UPDATED 09:00 EST / DECEMBER 16 2020

INFRA

Software-defined power grids: Linux Foundation group debuts platform for utilities

LF Energy, an industry group operating under the Linux Foundation umbrella, has introduced an open-source software platform called Seapath aimed at helping utilities operate their electrical substations more efficiently.

LF Energy announced the project this morning. The initial Seapath source code was developed by RTE, the operator of France’s national electricity transmission network, in collaboration with Canadian information technology firm Savoir-faire Linux. 

Electrical substations are a key component of power grids that come in many shapes and sizes, from multi-acre facilities to container-sized systems disguised as houses. They’re responsible for, among other things, transforming the high-voltage electricity generated by power stations into a lower-voltage form that can be distributed to homes. They also serve a variety of other functions, such as transferring electricity from wind farms into the power grid.

Modern substations are equipped with automation software and other types of applications such as cybersecurity tools. Those applications, in turn, are becoming more complicated as utilities upgrade their power grids to address new operational requirements.

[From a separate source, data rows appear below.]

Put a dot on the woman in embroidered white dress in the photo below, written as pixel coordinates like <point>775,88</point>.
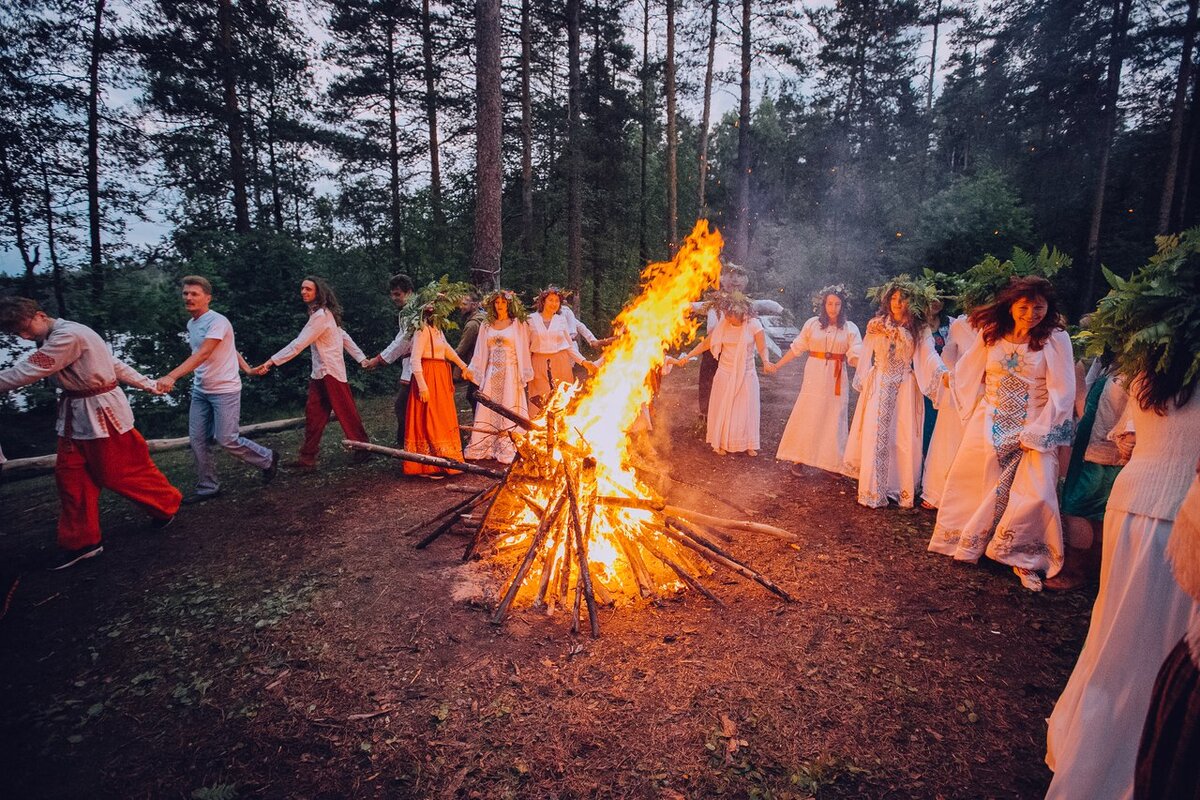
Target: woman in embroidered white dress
<point>502,366</point>
<point>816,429</point>
<point>733,410</point>
<point>1015,389</point>
<point>897,366</point>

With Seapath, the LF Foundation is hoping to make it easier for utilities to manage their increasingly complex information technology infrastructure. 

Seapath is a software platform on which utilities can deploy automation applications and other workloads they need to run inside their substations. Currently, different applications often have to be deployed on different kinds of hardware, which makes maintenance difficult. The vision behind Seapath is to replace those disjointed hardware systems with a single, open-source platform deployed on commodity servers that can run all of a substation’s software.

The concept has certain similarities to software-defined networking in data centers, which are also intended to boost efficiency by replacing proprietary hardware systems with software running on commodity servers. The benefits that Seapath are aimed at providing are similar as well. LF Energy says that consolidating substation applications on a single platform powered can reduce maintenance complexity, while in the process lowering costs.

The platform is designed to work with popular tools such as Docker and Open vSwitch, a free software-defined networking platform. One layer of abstraction higher, the platform will be capable of running a broad range of substation applications. They include automation tools, cybersecurity software and the monitoring software utilities use to keep tabs on hardware health, among other things.

Beyond simplifying operations for power companies, LF Energy hopes that Seapath will encourage more innovation by providing a common foundation for software development efforts in the energy sector. 

“With the support of some of the industry’s leading grid operators and technology providers, SEAPATH will enable the cross-industry collaboration that is required to build customer- and vendor-agnostic virtualization technology,” said Lucian Balea, a research and development program director and open-source manager at RTE.